Knot groups are a powerful tool for understanding knots. They're defined as the fundamental group of the knot complement, capturing essential topological information. Even though equivalent knots have isomorphic knot groups, the reverse isn't always true.

Wirtinger presentations offer a way to compute knot groups from knot diagrams. By assigning generators to arcs and relations to crossings, we can create a group presentation. Simplifying these presentations helps us compare and analyze different knots more easily.
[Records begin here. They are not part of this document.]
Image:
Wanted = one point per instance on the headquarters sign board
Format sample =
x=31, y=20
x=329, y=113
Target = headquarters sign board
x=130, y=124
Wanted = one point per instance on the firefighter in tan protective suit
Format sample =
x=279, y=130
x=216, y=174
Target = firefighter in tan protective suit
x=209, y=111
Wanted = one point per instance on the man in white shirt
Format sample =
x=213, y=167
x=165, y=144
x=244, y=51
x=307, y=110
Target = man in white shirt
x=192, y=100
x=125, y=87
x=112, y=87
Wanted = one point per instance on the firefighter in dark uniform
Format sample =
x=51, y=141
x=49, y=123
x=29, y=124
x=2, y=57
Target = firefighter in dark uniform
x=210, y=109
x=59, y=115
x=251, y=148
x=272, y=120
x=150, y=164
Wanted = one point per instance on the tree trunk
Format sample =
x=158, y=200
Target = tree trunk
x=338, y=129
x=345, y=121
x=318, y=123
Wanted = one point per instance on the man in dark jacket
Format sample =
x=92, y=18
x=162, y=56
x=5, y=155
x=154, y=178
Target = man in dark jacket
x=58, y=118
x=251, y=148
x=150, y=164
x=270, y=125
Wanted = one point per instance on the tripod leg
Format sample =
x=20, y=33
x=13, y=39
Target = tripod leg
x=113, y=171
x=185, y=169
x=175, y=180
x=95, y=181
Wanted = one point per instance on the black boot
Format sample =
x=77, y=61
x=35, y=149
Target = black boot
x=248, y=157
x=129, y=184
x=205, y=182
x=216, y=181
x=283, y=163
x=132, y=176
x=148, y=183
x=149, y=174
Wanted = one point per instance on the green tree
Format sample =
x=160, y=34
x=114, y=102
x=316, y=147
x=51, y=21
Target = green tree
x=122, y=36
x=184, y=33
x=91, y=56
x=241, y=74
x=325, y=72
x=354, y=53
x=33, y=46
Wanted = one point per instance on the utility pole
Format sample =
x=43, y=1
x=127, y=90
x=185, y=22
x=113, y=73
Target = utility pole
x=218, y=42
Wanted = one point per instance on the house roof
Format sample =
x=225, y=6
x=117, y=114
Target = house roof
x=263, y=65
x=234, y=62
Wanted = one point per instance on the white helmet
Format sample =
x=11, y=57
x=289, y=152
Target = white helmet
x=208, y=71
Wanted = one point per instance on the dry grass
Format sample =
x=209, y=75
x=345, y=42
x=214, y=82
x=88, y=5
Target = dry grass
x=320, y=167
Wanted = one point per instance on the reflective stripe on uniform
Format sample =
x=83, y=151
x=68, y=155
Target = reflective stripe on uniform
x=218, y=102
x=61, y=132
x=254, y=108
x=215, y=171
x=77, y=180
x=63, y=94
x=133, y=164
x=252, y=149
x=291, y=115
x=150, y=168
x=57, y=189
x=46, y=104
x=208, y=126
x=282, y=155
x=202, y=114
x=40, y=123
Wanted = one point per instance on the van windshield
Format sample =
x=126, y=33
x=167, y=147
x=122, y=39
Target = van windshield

The Knot Group and Its Presentation

Knot groups and fundamental groups

• The knot group of a knot $K$ is defined as the fundamental group of the knot complement $S^3 \setminus K$
  • The knot complement is obtained by removing the knot $K$ from the 3-dimensional sphere $S^3$
  • The fundamental group captures information about the loops and holes in a topological space (knot complement)
• The knot group encodes essential topological information about the knot
  • Equivalent knots (trefoil and its mirror image) have isomorphic knot groups
  • Non-equivalent knots (trefoil and figure-eight) may have isomorphic knot groups, but the converse does not hold

Wirtinger presentations from knot diagrams

• Assign an orientation to the knot and label the arcs of the diagram with generators $x_1, x_2, \ldots, x_n$
• At each crossing, assign the relation $x_k = x_i^{-1} x_j x_i$ or $x_k = x_i x_j x_i^{-1}$ depending on the orientation and crossing type
  • $x_i$ represents the generator for the arc passing under the crossing
  • $x_j$ represents the generator for the arc passing over the crossing
  • $x_k$ represents the generator for the outgoing arc
• The Wirtinger presentation is written as $\langle x_1, x_2, \ldots, x_n \mid r_1, r_2, \ldots, r_m \rangle$
  • $x_1, x_2, \ldots, x_n$ are the generators, one for each arc in the diagram
  • $r_1, r_2, \ldots, r_m$ are the relations, one for each crossing in the diagram

Simplification of Wirtinger presentations

• Apply Tietze transformations to modify the presentation without changing the group
  • Add or remove a generator that can be expressed using other generators
  • Add or remove a relation that follows from other relations
• Eliminate redundant generators and relations by substituting generators
• Identify patterns or symmetries in the presentation to further simplify it
• Use algebraic manipulations to rewrite relations in simpler forms

Computation of knot groups

• Unknot (trivial knot): $\langle x \mid \rangle \cong \mathbb{Z}$
• Trefoil knot: $\langle x, y \mid xyx = yxy \rangle$
• Figure-eight knot: $\langle x, y \mid xy^{-1}xy^{-1} = y^{-1}xyx \rangle$
• Hopf link: $\langle x, y \mid xy = yx \rangle \cong \mathbb{Z} \oplus \mathbb{Z}$
• Whitehead link: $\langle x, y \mid xyx^{-1}yxy^{-1} = y^{-1}xyx^{-1}yx \rangle$
• Borromean rings: $\langle x, y, z \mid xy = yz, yz = zx, zx = xy \rangle$